I have two source files that have full class definitions and declarations in them. These files were included by a Main.cpp file that was compiled using the wrapper. Neither reported any errors at first. It is only when I split the header file into a .cpp and a .hpp file that any analysis happened and the .cpp file had some errors marked in it.

I have also seen this with a simple header file that had some constants and structures defined in it that did not obey naming constraints, included C files instead of C++ ones and so forth.
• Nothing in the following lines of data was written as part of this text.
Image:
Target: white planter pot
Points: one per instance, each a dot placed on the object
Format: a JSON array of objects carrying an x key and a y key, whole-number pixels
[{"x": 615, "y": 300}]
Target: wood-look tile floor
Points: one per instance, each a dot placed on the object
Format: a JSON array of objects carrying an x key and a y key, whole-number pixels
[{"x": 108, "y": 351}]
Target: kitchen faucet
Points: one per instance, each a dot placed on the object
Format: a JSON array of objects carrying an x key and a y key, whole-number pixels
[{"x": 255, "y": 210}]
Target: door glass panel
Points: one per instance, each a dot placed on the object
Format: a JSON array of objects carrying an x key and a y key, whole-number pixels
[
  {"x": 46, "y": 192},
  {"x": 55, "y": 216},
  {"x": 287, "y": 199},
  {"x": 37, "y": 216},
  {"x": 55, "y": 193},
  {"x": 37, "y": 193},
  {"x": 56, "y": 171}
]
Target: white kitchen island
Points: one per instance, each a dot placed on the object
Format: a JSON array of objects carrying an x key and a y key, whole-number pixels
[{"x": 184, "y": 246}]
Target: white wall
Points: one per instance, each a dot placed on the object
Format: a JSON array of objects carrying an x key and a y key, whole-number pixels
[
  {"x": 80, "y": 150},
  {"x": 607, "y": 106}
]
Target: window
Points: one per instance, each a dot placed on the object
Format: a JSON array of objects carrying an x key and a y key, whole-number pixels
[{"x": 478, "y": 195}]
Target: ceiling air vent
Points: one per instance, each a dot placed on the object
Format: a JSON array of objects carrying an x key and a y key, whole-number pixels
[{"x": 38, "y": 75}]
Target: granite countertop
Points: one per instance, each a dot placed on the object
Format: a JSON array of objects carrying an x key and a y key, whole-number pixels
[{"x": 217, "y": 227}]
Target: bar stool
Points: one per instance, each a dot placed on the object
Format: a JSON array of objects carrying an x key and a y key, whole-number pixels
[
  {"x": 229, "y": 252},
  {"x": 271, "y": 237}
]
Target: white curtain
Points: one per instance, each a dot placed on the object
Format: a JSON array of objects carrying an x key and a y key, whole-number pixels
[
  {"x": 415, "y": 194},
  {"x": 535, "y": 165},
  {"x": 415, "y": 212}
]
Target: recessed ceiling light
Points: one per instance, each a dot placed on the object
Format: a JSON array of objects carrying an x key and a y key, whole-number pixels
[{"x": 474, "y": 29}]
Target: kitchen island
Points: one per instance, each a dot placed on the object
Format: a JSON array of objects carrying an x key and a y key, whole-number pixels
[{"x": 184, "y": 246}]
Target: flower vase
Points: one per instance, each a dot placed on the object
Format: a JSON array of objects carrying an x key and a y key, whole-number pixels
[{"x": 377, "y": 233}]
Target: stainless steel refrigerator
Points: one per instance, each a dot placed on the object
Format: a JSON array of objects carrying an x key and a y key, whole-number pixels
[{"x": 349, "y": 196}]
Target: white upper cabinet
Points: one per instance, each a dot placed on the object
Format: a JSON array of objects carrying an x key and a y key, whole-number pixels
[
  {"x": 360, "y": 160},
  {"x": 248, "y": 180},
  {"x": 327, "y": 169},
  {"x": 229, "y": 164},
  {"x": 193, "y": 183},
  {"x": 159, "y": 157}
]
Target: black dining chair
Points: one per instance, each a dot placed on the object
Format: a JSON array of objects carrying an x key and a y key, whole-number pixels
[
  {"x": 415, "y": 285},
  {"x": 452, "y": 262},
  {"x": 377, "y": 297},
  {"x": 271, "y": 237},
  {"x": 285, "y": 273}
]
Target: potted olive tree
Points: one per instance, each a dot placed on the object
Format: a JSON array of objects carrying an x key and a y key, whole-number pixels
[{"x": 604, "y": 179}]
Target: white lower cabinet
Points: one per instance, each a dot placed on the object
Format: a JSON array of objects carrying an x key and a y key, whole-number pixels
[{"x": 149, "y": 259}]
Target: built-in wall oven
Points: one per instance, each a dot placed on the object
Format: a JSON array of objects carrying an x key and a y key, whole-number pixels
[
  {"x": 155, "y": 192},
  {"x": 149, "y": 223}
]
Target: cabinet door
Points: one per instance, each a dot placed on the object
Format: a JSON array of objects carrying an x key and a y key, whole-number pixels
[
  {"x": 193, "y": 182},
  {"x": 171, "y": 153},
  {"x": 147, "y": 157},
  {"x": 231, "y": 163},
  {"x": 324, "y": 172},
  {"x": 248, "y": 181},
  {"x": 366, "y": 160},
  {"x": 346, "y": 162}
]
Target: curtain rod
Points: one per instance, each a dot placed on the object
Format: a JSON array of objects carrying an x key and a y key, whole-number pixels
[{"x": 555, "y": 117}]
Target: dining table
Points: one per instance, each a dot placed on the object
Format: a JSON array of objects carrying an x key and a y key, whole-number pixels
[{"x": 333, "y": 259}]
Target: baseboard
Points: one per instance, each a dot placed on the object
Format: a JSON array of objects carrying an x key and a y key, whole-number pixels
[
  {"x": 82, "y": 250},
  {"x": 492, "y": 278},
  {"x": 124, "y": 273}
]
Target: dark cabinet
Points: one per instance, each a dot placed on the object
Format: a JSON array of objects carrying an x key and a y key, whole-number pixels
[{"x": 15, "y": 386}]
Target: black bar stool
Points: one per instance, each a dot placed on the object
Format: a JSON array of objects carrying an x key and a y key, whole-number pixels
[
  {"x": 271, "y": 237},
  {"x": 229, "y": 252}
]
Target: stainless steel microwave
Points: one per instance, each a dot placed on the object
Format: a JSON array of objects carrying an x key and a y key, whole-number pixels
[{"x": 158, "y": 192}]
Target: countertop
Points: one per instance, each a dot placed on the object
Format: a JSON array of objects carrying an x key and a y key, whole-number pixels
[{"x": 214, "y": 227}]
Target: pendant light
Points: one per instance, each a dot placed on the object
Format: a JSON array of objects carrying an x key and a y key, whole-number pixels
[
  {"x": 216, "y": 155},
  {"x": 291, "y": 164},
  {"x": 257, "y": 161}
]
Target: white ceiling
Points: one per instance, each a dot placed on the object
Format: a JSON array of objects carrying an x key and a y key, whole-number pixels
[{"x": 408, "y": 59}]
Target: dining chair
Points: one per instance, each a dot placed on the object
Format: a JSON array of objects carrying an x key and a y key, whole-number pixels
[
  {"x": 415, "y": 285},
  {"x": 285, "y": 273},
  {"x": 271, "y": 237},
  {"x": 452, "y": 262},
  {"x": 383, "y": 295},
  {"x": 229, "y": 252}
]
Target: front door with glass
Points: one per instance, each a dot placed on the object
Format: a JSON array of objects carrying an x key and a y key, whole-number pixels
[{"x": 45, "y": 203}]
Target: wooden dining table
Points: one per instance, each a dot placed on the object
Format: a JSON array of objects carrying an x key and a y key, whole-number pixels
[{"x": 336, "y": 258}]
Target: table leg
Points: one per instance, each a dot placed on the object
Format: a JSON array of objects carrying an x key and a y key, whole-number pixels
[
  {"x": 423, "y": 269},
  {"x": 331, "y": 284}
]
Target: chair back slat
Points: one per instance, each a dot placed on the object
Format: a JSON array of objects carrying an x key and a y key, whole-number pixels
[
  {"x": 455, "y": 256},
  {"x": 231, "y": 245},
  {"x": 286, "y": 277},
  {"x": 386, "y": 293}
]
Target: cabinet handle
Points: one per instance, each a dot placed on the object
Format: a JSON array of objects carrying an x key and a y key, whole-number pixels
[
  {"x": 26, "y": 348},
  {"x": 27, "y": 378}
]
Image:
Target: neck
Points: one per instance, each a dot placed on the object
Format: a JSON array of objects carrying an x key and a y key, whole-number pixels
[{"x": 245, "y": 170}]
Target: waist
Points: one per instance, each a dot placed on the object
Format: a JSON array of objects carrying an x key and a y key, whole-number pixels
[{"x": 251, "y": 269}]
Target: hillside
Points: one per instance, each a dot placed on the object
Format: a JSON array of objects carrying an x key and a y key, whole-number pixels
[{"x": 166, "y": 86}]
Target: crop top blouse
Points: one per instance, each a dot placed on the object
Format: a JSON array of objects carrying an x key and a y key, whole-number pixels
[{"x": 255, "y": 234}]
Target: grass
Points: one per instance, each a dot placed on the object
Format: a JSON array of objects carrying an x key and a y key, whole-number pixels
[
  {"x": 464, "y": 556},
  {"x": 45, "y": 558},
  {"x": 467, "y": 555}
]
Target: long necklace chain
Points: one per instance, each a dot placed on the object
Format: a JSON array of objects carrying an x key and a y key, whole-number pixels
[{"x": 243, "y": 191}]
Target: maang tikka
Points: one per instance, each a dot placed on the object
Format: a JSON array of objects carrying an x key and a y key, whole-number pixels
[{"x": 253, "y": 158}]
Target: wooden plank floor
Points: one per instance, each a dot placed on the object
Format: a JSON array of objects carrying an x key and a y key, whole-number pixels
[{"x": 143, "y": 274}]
These were not flagged within the header file.

Now I go back to check my code analysis today and there are some smells marked in the header files. The confusing part is that the .cpp file that matches the now split header file does not show up. Seemly because it was not pushed to the server but my application still compiled. Something is obviously very odd in this build system.

My apologies if this turns out to be all down to a poor set of makefiles my end. Knowing that headers and other code are only evaluated if they are included in a compilation is helpful though, so thank you for that.